Conference Organizing

- President of the Local Organizing Committee for the 2007 Melbourne IBRO World Congress of Neuroscience (and President of the Melbourne consortium bid for the Congress).
- Mai, Saper and Paxinos organized the International Conference on the Structural Basis for Understanding Human Brain Function and Dysfunction; Roma 5-10 Oct 2002.
- He was a founding member of the international committee that organizes the International Human Brain Mapping Conferences.

==Contribution to teaching==
He wrote the textbook The Brain: an Introduction to Functional Neuroanatomy (2010) which is used in the Australian and New Zealand Brain Bee Challenge and has contributed to Australia’s dominance in the International Brain Bee Challenge competition.
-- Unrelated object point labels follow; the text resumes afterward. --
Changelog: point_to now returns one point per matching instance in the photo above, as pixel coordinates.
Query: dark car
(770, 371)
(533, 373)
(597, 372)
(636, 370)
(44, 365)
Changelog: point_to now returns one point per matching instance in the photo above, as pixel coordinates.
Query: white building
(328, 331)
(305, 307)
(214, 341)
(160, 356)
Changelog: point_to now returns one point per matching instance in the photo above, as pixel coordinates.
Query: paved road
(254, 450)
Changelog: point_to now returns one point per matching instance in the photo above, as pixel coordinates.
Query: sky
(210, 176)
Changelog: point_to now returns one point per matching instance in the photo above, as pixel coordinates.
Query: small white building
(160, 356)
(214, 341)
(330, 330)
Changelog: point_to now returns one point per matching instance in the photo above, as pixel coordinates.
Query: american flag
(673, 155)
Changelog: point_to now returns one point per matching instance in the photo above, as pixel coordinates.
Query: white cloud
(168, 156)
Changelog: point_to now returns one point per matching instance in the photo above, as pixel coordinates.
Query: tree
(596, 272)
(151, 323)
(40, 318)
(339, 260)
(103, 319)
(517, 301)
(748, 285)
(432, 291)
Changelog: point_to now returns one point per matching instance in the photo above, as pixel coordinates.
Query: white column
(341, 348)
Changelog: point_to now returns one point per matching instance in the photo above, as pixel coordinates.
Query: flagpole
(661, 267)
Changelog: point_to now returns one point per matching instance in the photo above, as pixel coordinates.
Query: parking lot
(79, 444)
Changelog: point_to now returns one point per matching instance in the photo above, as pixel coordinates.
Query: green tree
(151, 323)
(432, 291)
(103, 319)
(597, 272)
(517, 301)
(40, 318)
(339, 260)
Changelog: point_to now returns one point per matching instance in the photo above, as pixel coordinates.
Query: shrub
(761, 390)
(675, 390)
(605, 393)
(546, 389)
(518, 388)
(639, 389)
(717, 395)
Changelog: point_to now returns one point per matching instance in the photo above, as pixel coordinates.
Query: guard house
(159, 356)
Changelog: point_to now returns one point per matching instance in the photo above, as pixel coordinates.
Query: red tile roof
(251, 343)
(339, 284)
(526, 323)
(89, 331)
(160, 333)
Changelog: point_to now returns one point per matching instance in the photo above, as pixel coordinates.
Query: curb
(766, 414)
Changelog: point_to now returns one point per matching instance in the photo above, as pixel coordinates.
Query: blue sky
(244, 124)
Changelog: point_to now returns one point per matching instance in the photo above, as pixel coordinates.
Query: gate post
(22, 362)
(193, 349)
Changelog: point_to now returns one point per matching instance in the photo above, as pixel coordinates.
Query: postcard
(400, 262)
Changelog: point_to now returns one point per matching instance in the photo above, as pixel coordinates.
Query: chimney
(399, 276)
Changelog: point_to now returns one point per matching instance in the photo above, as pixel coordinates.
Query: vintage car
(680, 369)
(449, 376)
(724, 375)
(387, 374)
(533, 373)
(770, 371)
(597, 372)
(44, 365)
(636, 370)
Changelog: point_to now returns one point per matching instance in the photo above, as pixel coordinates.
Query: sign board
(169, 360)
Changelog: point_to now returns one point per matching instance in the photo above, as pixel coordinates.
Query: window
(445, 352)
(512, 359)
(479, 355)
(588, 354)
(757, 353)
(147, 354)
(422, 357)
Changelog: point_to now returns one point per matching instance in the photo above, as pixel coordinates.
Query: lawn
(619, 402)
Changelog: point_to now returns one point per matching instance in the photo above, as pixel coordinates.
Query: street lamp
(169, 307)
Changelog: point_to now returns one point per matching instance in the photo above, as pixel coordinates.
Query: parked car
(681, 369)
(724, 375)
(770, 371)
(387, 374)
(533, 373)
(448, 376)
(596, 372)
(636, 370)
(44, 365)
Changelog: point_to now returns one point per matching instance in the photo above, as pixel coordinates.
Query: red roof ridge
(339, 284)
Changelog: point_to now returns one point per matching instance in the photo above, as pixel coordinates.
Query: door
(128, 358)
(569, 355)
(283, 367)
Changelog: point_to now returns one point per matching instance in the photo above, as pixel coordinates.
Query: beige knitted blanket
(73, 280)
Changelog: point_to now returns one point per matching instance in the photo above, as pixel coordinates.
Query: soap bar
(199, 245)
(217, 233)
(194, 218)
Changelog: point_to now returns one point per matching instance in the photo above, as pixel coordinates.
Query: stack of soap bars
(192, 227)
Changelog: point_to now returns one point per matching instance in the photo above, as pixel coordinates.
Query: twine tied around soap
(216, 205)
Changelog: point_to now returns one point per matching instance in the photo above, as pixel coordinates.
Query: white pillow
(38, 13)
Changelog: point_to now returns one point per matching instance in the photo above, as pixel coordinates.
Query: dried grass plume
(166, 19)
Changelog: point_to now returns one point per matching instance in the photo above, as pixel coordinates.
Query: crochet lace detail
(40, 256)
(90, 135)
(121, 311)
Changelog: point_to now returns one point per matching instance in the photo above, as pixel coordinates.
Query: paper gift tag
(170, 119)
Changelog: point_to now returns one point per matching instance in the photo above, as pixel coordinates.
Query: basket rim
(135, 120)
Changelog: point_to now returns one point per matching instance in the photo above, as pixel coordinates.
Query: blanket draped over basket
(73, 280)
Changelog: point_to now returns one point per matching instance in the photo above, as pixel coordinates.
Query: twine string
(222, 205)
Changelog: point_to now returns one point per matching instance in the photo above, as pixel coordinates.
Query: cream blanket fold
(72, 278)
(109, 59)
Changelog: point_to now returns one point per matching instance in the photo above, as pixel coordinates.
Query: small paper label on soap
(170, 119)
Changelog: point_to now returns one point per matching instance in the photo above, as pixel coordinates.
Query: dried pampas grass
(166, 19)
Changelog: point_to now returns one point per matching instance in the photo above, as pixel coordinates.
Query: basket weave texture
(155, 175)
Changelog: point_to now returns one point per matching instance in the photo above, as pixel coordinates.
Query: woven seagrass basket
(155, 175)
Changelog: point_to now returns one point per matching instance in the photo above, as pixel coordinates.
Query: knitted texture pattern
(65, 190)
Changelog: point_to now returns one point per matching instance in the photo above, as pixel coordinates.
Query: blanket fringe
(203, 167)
He taught psychology for 27 years and served on the Academic Board and Council of UNSW. He is currently supervising two postdoctoral fellows and a PhD student.

==Professional service==
- President of the Australasian Neuroscience Society (ANS; 2004–5).
- President, World Congress of Neuroscience (2004–07).
- Chairperson, IBRO World Congress & Regional Meetings Committee (2007–11).

==Community service==
- Founder and President of the Light Rail Association (1989–2000)
- Founder and former Secretary of the Migrants' Rights Committee
- Candidate for the Australian Cyclists Party
- Founder of the Living Junction Facebook Community, the Coastal Walk Group and the Randwick Environmental Group.

==Honours and awards==
- 1968 The Warner Brown Memorial Prize, University of California at Berkeley
- 1992 The Walter Burfitt Prize, Royal Society of NSW
- 1994 DSc, The University of New South Wales
- 1997 The Award for Excellence in Publishing in Medical Science, Assoc American Publishers
- 1999 Disk of Sacred Truce, International Committee of Olympic Winners; for Community Service
- 1999 The University of New South Wales Alumni Achievement Award
- 1999 The Ramaciotti Medal for Excellence in Biomedical Research
- 1999 FASSA (Fellow of the Academy of Social Sciences in Australia)
- 2001 Scientia Professor, The University of New South Wales (Distinguished Professor)
- 2002 AO (Officer in the General Division of the Order of Australia for service to Neuroscience)
- 2003 Alexander von Humboldt Award (Prize) (Germany) for contributions to neuroscience
- 2004 President, Australian Neuroscience Society
- 2004–7 President, IBRO World Congress of Neuroscience
- 2007 The Distinguished Scientific Contribution Award, The Aus Psychological Society
- 2008 Doctor Honoris Causa, University of Athens
- 2009 NHMRC Australia Fellow
- 2009 FAA (Fellow of the Australian Academy of Science)
- 2011 Honorary President, School of Psychology, City Unity College (Athens)
- 2012 Pioneer in Medicine Award, Society for Brain Mapping and Therapeutics
- 2012 Academy of Athens, elected foreign member
- 2013 Scientia Professor, University of New South Wales
- 2014 Fellow, Royal Society of New South Wales
- 2019 FAHMS (Fellow of the Australian Academy of Health and Medical Sciences)
- 2019 Distinguished Fellow, Royal Society of New South Wales (an award limited to 24 fellows)
- 2020 2020 PROSE Awards Finalist in Biomedicine & Neuroscience, Assoc of American Publishers
- 2021 One of the 63-scientists identified in the study “1821-2021 – Greek Pioneers in Medicine and Biomedical Sciences” by ARISTEiA and The American College of Greece.

==Nina Kondelos Prize==
The Nina Kondelos Prize has been awarded annually since 2007 to a female neuroscientist for making significant contributions to neuroscience research. The award is named after the late sister of Professor George Paxinos and was initially funded by him.